Todo está interconectado, dicen los sabios.

Es una verdad innegable. Puede ser a nivel físico, mental o espiritual, pero ello implica un nivel más sutil que me recuerda el famoso hilo dorado que conecta el viaje de la conciencia en la humanidad desde hace miles de años, dicen los Upanishads.

Existen las conexiones sociales, útiles para hacer negocios o amistades; las conexiones familiares, a las que ahora llaman constelaciones; las conexiones en las redes sociales, las conexiones eléctricas… Desde luego que hay de conexiones a conexiones, y algunas salvan la vida.

La historia que quiero contar, si se puede con cierto humor, tiene que ver con el desastre, con accidentes, con la fractura y la humillación, con el dolor atroz, físico, mental y emocional. Conexiones en la forma de tubos, sondas, arterias, venas, catéteres, implantadas en un cuerpo totalmente desconectado.

Me permito mencionar a las reinas de las conexiones, ya que sin ellas este cuento no tendría la chispa necesaria para relatar con ligereza las profundas implicaciones de una buena conexión.

Ellas irrumpen con ligereza y seguridad, impecables en sus uniformes, maquilladas para una fiesta, el cabello brillante y recogido en una cofia. Se ven tan jóvenes y frescas. Portan en sus manos, en vez de guirnaldas, instrumentos para canalizar.

Se inicia el ritual de la sagrada higiene de un cuerpo postrado en la Unidad de Terapia Intensiva. Un cuerpo vendado, herido, fracturado, conectado y entubado por casi todos los orificios habidos y por haber, un cuerpo en estado de shock y tembloroso, no sólo por el frío, sino también por ver tantos aparatos misteriosos a su alrededor, a los cuales está conectado.

—¿Que comiste hoy? —le pregunta a su compañera mientras procede a mover y voltear a la paciente y empezar a asearla.

—Pues atún y aguacate, ya sabes, a régimen —sonríe.

La paciente quiere reír —todo es tan humillante y ridículo, tan surrealista, piensa—, pero no puede; quiere llorar, pero no puede; quiere hablar, pero tampoco.

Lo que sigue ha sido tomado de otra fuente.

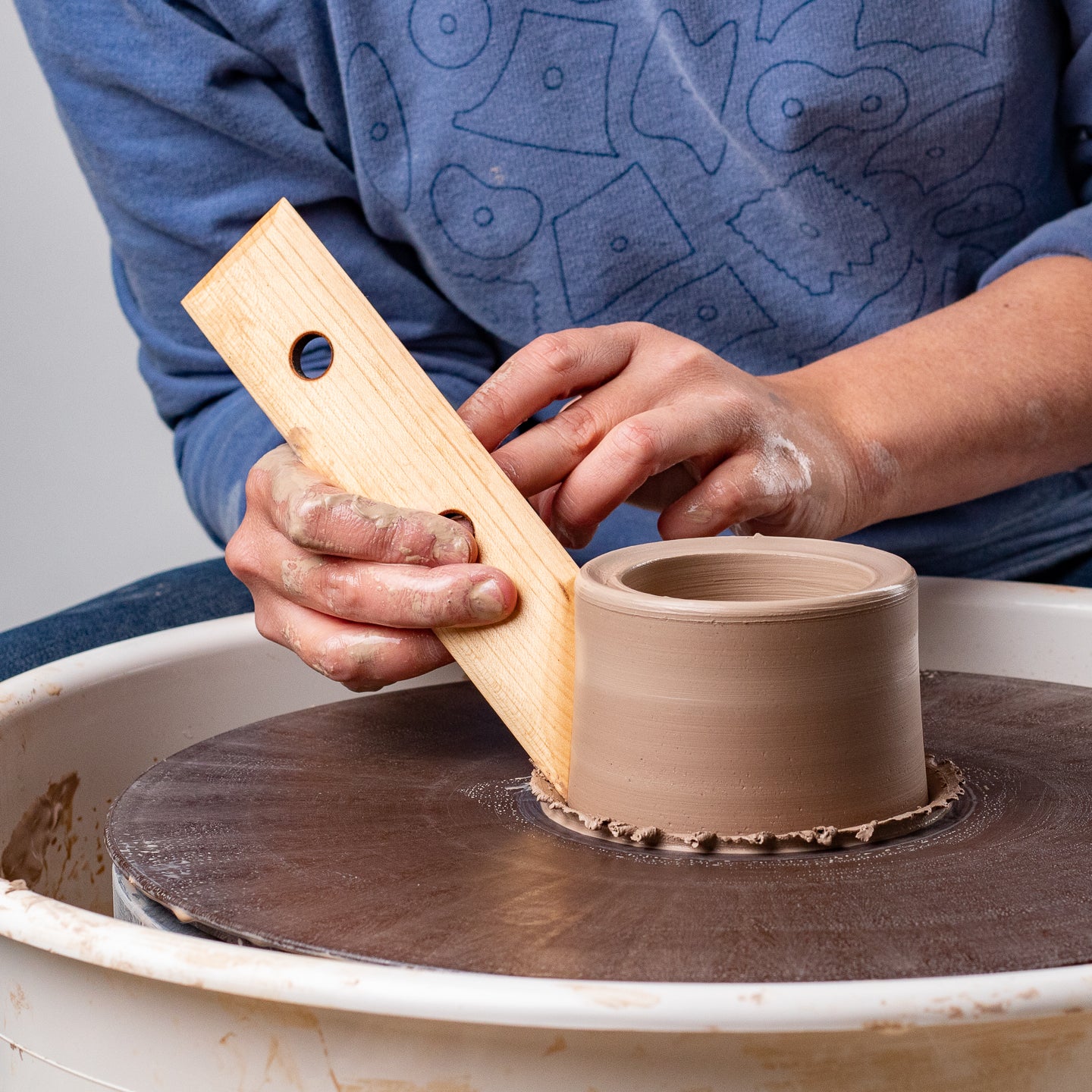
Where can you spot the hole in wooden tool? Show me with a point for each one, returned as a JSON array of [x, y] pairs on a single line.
[[748, 577], [453, 513], [312, 355]]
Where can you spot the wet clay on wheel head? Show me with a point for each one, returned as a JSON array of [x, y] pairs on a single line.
[[747, 686]]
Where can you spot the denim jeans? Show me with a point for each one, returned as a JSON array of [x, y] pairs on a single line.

—Ahora para el otro lado, compañera —y siguen tallando, frotando, qué importa si son un poco rudas, la paciente no siente, está sedada.

Aunque bien despierta: se da cuenta de que es una manipulación mecánica, cuidadosa, pero sin un ápice de delicadeza. Ah, eso sí, muy eficiente. Alcanza a percibir el olor punzante de los desinfectantes, que no son precisamente Chanel N° 5.

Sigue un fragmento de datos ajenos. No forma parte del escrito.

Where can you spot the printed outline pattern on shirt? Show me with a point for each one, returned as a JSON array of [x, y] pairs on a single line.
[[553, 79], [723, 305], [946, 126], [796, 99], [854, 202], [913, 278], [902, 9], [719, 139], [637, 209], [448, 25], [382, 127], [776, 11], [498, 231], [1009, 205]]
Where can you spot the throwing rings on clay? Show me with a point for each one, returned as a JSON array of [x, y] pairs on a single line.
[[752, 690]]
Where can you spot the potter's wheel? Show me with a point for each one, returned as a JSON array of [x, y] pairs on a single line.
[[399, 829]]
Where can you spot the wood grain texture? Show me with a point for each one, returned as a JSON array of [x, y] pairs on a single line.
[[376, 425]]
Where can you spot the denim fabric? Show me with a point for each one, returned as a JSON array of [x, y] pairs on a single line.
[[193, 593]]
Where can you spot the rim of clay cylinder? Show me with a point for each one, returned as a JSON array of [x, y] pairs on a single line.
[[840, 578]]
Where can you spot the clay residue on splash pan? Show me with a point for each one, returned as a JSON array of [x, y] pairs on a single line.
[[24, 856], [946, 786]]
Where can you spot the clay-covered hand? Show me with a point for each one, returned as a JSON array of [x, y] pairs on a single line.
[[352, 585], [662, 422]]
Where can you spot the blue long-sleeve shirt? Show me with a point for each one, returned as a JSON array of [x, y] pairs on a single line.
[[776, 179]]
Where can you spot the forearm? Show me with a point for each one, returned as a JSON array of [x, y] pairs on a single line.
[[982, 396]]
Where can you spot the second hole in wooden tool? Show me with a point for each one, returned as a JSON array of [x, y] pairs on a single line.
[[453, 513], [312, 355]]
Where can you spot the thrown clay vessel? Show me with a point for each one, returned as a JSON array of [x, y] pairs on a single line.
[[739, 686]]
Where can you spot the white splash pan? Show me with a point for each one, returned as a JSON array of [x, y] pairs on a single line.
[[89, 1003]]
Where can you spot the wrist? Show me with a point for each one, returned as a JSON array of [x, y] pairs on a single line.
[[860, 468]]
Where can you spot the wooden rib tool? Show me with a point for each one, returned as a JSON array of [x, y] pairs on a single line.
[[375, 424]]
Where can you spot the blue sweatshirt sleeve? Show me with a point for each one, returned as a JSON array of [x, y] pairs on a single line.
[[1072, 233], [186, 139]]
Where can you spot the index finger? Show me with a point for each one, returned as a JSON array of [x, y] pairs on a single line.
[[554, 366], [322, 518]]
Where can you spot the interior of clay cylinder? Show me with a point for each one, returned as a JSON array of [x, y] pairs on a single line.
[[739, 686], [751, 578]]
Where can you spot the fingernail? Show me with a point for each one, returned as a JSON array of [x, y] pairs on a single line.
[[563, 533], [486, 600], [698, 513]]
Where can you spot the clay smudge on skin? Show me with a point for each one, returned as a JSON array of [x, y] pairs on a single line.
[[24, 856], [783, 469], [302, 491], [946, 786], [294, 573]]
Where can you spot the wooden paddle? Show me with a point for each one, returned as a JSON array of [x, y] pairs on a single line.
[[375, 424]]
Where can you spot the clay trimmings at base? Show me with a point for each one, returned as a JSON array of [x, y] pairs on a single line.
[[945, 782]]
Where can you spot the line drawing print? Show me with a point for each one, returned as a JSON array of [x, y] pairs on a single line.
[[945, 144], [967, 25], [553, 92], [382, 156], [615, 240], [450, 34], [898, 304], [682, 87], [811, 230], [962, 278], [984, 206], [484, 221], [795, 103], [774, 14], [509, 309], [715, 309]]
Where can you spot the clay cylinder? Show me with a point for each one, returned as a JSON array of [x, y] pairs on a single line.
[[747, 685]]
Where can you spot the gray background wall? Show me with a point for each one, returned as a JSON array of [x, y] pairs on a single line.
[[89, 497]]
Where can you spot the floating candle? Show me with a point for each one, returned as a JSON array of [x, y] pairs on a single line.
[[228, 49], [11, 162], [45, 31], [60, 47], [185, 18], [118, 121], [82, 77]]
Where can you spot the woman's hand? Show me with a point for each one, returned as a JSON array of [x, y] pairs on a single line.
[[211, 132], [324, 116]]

Le hincan la larga aguja de una jeringa en la arteria para checar la oxigenación de la sangre.

Les implora con los ojos que le limpien las flemas atoradas en su laringe, ocasionadas por las sondas, una para respirar y otra para alimentar.

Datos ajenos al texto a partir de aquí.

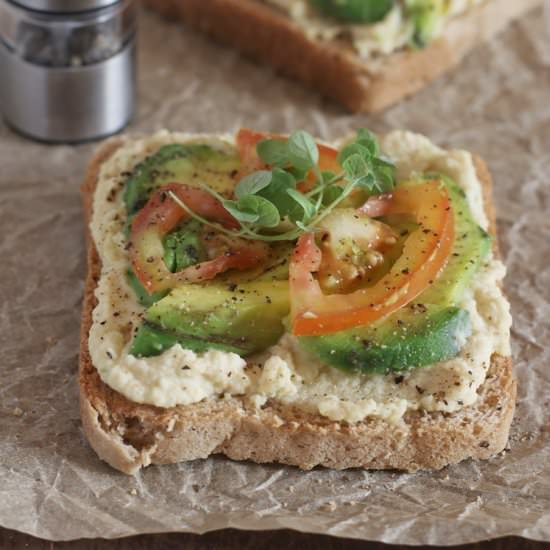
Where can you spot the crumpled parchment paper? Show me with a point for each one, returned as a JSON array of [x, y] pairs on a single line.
[[51, 483]]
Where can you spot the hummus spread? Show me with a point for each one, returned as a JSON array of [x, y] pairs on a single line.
[[285, 372], [394, 32]]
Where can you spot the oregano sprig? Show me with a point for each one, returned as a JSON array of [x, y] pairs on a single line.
[[268, 204]]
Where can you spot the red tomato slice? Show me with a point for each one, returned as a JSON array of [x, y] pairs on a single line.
[[160, 215], [424, 254], [250, 161]]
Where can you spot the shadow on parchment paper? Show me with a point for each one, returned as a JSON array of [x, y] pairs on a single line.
[[496, 104]]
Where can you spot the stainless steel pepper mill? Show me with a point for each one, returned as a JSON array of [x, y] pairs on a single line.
[[67, 67]]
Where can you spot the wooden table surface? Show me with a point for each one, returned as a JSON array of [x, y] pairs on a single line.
[[231, 539]]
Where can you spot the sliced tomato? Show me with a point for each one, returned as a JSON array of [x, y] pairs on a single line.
[[424, 255], [161, 214], [250, 161]]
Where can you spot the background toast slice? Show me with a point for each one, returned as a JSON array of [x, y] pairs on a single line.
[[268, 36], [129, 435]]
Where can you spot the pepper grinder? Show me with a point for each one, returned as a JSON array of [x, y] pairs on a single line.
[[67, 67]]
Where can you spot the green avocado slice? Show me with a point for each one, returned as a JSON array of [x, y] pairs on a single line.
[[191, 164], [431, 329], [354, 11], [244, 318]]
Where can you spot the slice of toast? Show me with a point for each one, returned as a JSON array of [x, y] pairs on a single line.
[[268, 36], [129, 435]]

Pero, tan enfrascadas en la limpieza externa, en las mediciones y en su conversación banal, las hermosas vestales la ignoran.

¿Cómo quejarse de ellas, cómo culparlas? Entiendo, su tarea es tan grotesca, humillante y visceral, que su charla es una evasión, una manera de autoprotegerse de tanto dolor y miseria.

En medio de la catástrofe, advierte, con ese sentido de supervivencia agudizado en las crisis, que debido a las sondas no puede llorar, reír, ni hablar en las breves visitas de sus hijos y otros familiares, pero los aparatos han pitado, y entonces la única manera de llamar su atención es a través de los monitores, ya que ellos pitan sonoramente si la paciente se emociona, así que en un segundo lloró, rio, gritó dentro de su cerebro, claro, con el fin de que el monitor pitara, y de una buena vez le aspiraran esas horrendas flemas atascadas en su laringe, causantes de la espeluznante sensación de ahogo.

Mientras ese cuerpo que habito sopesa el porqué de tantos aparatos que pitan y miden a la menor emoción, ellas terminan su ingrata aunque necesaria tarea, especialmente la aspiración de flemas —que agradezco—, y se retiran satisfechas de su deber cumplido, de la tarea perfectamente desempeñada.

De haber dejado ese cuerpo higienizado, vigilado en sus mediciones y parámetros, alimentado y medicado a través de sueros vía las famosas conexiones. Sí, todo está interconectado.

Por último revisan su lista, que seguramente estará debidamente palomeada.

Se retiran en silencio, igual que cuando llegaron, y quedo extenuada, sola conmigo misma y con las máquinas que me acompañan.

Lo único real y verdadero de esta historia es que ahora sé que a partir de ese instante todo en mi vida cambió, fue un parteaguas, el inicio de una vida diferente a la que entonces había llevado, aunque en ese momento no lo tuviese muy claro. Fue el despertar más amargo y a la vez más luminoso, de consecuencias largamente anunciadas, mas no planeadas, que derivaron en cadena a eventos muy complejos de renuncias, deudas, desapegos, de reconstrucción de las ruinas que dejó este huracán, de rehabilitaciones y a un volver a empezar, yendo de una vida urbana y sofisticada, al retiro a un cercano y sencillo paraíso de lago y montaña abundante de por sí.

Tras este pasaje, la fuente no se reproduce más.